Annotation
Se sabe que algunas obras de Jan Vermeer, el famoso pintor holandés del Siglo XVII, se extraviaron para siempre. Escogiendo uno de estos cuadros perdidos como pieza teatral de la narración, la autora traza un itinerario que viaja desde el presente hasta el momento en que se concibió el óleo, el que se convierte así en testigo directo de las historias de sus sucesivos propietarios. Desde un misterioso profesor de matemáticas que se niega a revelar cómo llegó a su manos ese cuadro, hasta un soldado alemán que, al ocupar la casa de una familia judía deportada, decide arriesgarse a no declarar a las autoridades ese fresco que tanto le fascina. Cada nuevo capítulo nos acercará a mundos diferentes, a veces enternecedores, otras veces turbulentos, por los cuales la pintura transita con el carácter intemporal propio del arte, emanando esa sensación de inmortalidad, permanencia y solidez que tanto sosiego y felicidad procura a las personas capaces de apreciarlo.
La novela tiene como telón de fondo siempre Holanda. Los molinos de viento, su paisaje, su mar domesticado, sus quesos deliciosos, sus tulipanes hermosos, sus mujeres enigmáticas, su gran pueblo, su cultura, su aporte a la humanidad. Cumple los tres requisitos que apuntaba Joubert para un buen libro: talento, arte y oficio. Es decir naturaleza, factura y costumbre.

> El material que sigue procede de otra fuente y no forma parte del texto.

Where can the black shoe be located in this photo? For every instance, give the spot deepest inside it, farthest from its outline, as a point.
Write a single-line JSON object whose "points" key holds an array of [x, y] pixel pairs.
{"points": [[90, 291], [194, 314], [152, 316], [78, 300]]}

La construcción del libro resulta singular, pues se puede leer cada capítulo por separado, como un libro de cuentos, o en un todo continuo que conformaría una novela. Por otra parte, la autora, con una inusual mirada artística, logra transmitirnos la visión personal de cada personaje, sus sentimientos y, sobre todo, como la obra del pintor neerlandés deja una impronta indeleble en las personas, sin importar su clase social o situación histórica, pues cada uno de ellos siente la magnificencia del cuadro en cualquier pequeño detalle.
Susan Vreeland
LA JOVEN DE
AZUL JACINTO
Título original: Girl in Hyacinth Blue
Traducción: Fernando Garí Puig
Ilustración de la cubierta: Steven Levin
Copyright © Susan Vreeland , 1999
Publicado con la autorización de MacMurray and Beck,
Denver, Colorado , USA
Copyright © Ediciones Salamandra, 2001
Publicaciones y Ediciones Salamandra, S.A.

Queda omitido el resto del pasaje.